This is an R package that offers additional text preprocessing functionality specifically designed for tweets. The package bundles functions to help with cleaning and gaining insight into tweet data, providing additional resources for EDA or enabling feature engineering.

The main functions of this package are:

- remove_punct : Removes punctuation from a vector with tweets

- extract_ngram: Extracts n-grams from a vector with tweets

- extract_hashtags: Creates a list of hashtags from a vector with tweets

- generate_cloud: Creates a word cloud of the most frequent words from a vector with tweets

In the R ecosystem there are no packages focused on preprocessing tweet data. The popular tweeteR package is oriented to provide access to the Twitter API, but any data cleaning should be done using general text processing packages such as stringr. Our package fill the niche since it can be leveraged to clean tweet data and extract new features.

Installation

You can install the released version of textprepr from GitHub with:

# install.packages("devtools")
devtools::install_github("UBC-MDS/textprepr")

Example

This is a basic example which shows you how to solve a common problem:

library(textprepr)
tweets <- c(
    "Make America Great Again! @DonaldTrump",
    "It's rocket-science tier investment~~ #LoveElonMusk"
)

remove_punct(tweets, skip = c("'", "@", "#", "-"))
#> [1] "Make America Great Again @DonaldTrump"            
#> [2] "It's rocket-science tier investment #LoveElonMusk"

Contributing

Contributors: Arijeet Chatterjee, Joshua Sia, Melisa Maidana, Philson Chan (DSCI_524_GROUP21).
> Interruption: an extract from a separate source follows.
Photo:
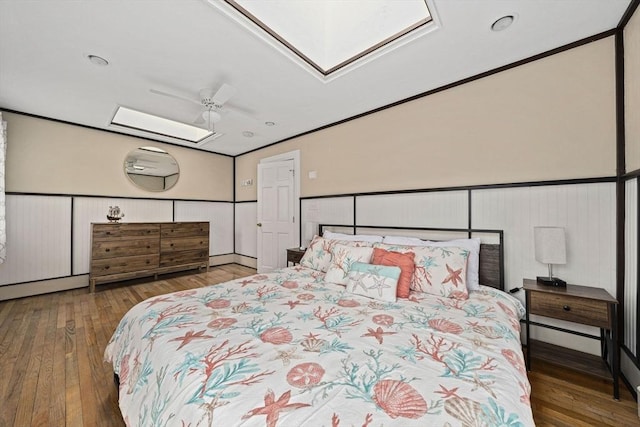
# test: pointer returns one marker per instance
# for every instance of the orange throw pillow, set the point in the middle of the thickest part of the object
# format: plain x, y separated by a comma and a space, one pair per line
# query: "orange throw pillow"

Interested in contributing? Check out the contributing guidelines

Please note that this project is released with a Code of Conduct. By contributing to this project, you agree to abide by its terms.

License

textprepr was created by Arijeet Chatterjee, Joshua Sia, Melisa Maidana, Philson Chan (DSCI_524_GROUP21).

It is licensed under the terms of the MIT license.